Wisata Halal

Oleh: Jaya Suprana

Ada saja pihak yang gusar ketika Menteri Pariwisata dan Ekonomi Kreatif Wishnutama Kusubandio memaklumatkan program kampanye Wisata Halal di Pulau Bali. Menparekraf dianggap berniat meng-Islamkan Pulau Dewata yang mayoritas penduduknya umat Hindu. Jika Wisata Halal berniat intoleran maka saya pribadi yang kelahiran Denpasar dan penggemar sate babi Bali akan ikut protes Menparekraf.

Promosi
Namun setelah dicermati lebih seksama, sebenarnya tujuan kampanye Wisata
Halal sama sekali bukan promosi agama Islam! Wisata Halal juga tidak berniat mewajibkan seluruh rumah makan di Bali hanya boleh menyediakan makanan halal. Kampanye Wisata Halal sekadar mempromosikan rumah-makan dan hotel yang menyediakan makanan halal bagi umat Islam, tanpa memaksa mereka yang bukan Muslim untuk menjadi Mualaf sebelum menikmati hidangan halal yang disajikan.
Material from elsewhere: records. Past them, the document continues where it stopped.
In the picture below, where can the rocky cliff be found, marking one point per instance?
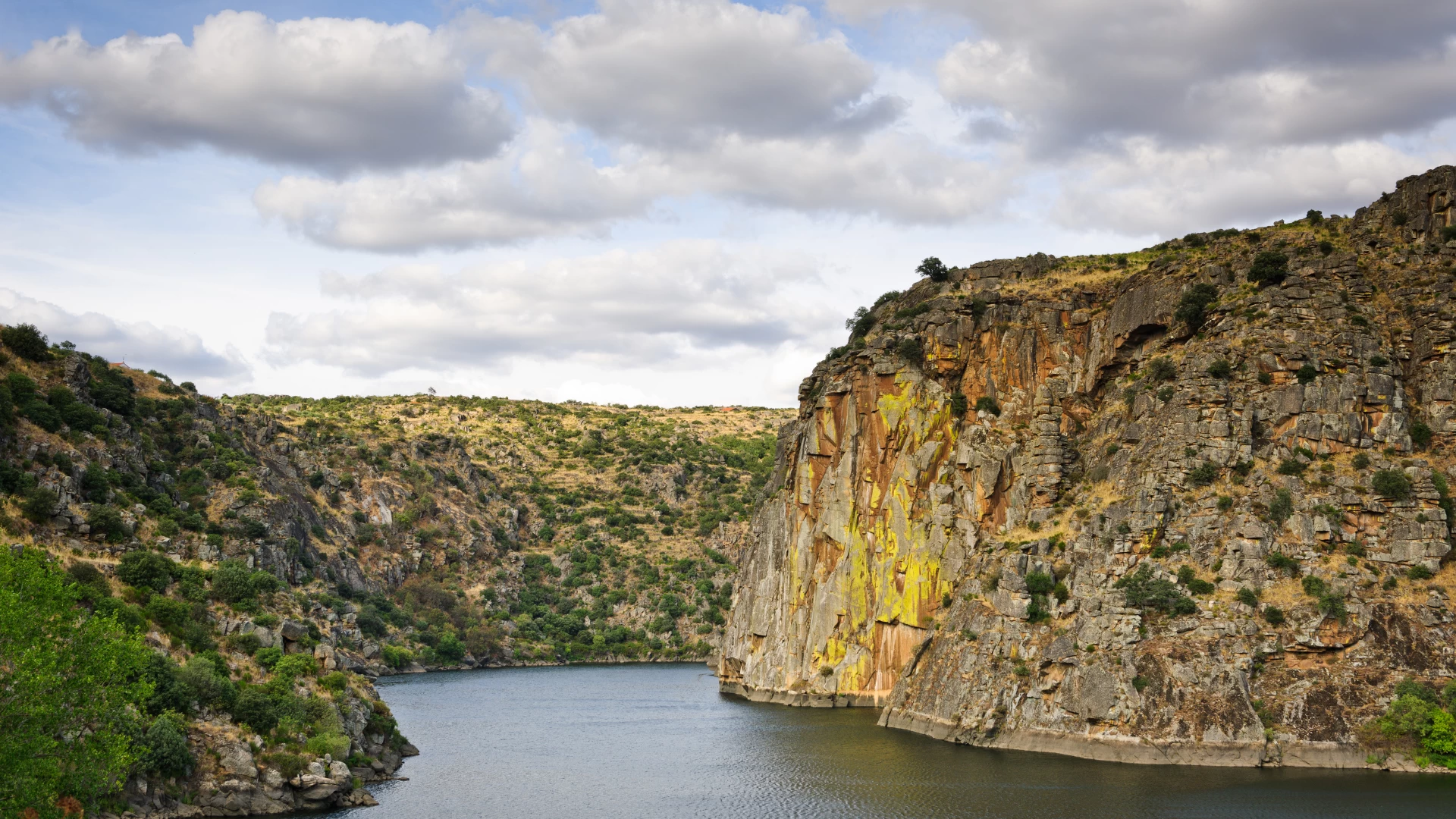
(1185, 504)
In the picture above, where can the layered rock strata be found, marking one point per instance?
(905, 550)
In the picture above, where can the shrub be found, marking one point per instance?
(243, 643)
(1161, 369)
(1292, 466)
(331, 744)
(1282, 506)
(256, 708)
(165, 748)
(1420, 435)
(1204, 474)
(27, 341)
(1270, 267)
(1419, 573)
(1194, 303)
(294, 667)
(959, 404)
(1282, 561)
(1144, 591)
(934, 270)
(146, 570)
(1392, 484)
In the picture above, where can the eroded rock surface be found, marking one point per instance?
(910, 537)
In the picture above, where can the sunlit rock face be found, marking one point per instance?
(1028, 506)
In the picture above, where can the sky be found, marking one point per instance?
(645, 202)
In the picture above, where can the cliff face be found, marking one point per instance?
(1078, 573)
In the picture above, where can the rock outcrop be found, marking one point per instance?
(977, 490)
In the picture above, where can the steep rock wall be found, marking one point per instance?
(903, 551)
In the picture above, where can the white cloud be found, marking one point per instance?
(664, 306)
(677, 72)
(177, 352)
(318, 93)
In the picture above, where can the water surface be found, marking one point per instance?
(658, 741)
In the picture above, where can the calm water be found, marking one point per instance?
(658, 741)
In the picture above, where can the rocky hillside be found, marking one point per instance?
(275, 554)
(1183, 504)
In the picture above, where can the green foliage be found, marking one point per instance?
(1142, 591)
(959, 404)
(146, 570)
(1282, 506)
(1392, 484)
(27, 341)
(1292, 466)
(1421, 435)
(71, 681)
(1194, 303)
(1204, 474)
(934, 270)
(1282, 563)
(165, 746)
(235, 583)
(1270, 267)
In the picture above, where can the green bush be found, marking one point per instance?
(934, 270)
(146, 570)
(165, 749)
(1144, 591)
(1194, 305)
(332, 744)
(1204, 474)
(1421, 435)
(1292, 466)
(1270, 267)
(1392, 484)
(27, 341)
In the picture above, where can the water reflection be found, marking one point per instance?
(650, 742)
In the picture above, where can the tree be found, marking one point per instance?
(27, 341)
(71, 682)
(1270, 267)
(146, 570)
(934, 270)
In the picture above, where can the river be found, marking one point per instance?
(658, 741)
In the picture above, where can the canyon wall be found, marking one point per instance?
(1072, 423)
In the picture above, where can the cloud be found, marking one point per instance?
(545, 184)
(1145, 188)
(172, 350)
(327, 93)
(673, 72)
(661, 306)
(1074, 74)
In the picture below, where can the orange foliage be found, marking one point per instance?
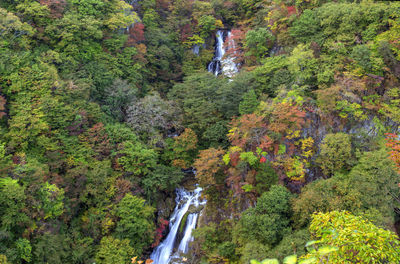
(208, 165)
(286, 116)
(248, 131)
(393, 143)
(56, 7)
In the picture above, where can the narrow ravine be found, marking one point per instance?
(222, 64)
(184, 200)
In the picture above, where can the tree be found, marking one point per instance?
(258, 41)
(135, 222)
(357, 239)
(369, 190)
(152, 115)
(209, 166)
(120, 95)
(267, 222)
(51, 198)
(249, 103)
(12, 203)
(115, 251)
(136, 158)
(185, 149)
Marokko sebagai negara pertama yang melakukan kampanye Wisata Halal jelas bukan ingin mengislamkan mayoritas warganya yang sudah Islam. Promosi Wisata Halal di Marokko bertujuan mengundang para wisatawan Muslim dari luar negeri untuk berbondong-bondong datang ke Marokko demi menikmati hidangan halal khas Marokko.

Sertifikasi
Departemen Pariwisata Republik Rakyat China yang komunis juga gencar promosi Wisata Halal di daratan China. Sementara Taiwan Tourism Information Center memasang iklan satu halaman berwarna di sebuah majalah Indonesia dengan slogan “Welcome To Muslim-Friendly Taiwan!”, dengan sesumbar “From halal-certified hotels to hundreds of delicious halal restaurants, Taiwan is ready to welcome Muslim travellers”, berhias empat gadis cantik berjilbab sedang asyik selfie berlatar belakang pohon-pohon Cherry sedang bersemi.

Di Italia yang mayoritas penduduknya umat Katolik kerap tampak restoran memajang papan promosi makanan kosher untuk masyarakat Yahudi dan makanan halal untuk umat Islam.

Identitas
Pada prinsipnya tujuan sertifikasi halal analog restoran memajang papan promosi Vegetarian Food, sekadar menginformasikan kepada para vegetarianis bahwa resto bersangkutan menyediakan makanan vegetarian. Chinese Restaurant jelas bukan bertujuan men-chinakan masyarakat setempat, namun sekadar sebagai identitas bahwa restoran tersebut menyediakan hidangan China tanpa memaksa konsumen untuk menjadi Chinese. Sama halnya dengan Indian, Japanese, Vietnamese, French, German, Scandinavian, Italian Restaurant, et cetera, sama sekali tidak memiliki niatan bersifat SARA namun hanya mempromosikan jenis hidangan yang mereka sajikan.

(Menarik, jarang ada rumah makan menyebut dirinya sebagai English Restaurant. Mungkin karena tidak ada yang istimewa pada masakan Inggris?).

Insya Allah, segenap pemaparan sejatinya tujuan Wisata Halal dapat bermanfaat bagi para Islamofobiwan agar tidak gusar terhadap kampanye Wisata Halal. (*)

** Penulis adalah penganut falsafah hidup untuk makan bukan sebaliknya.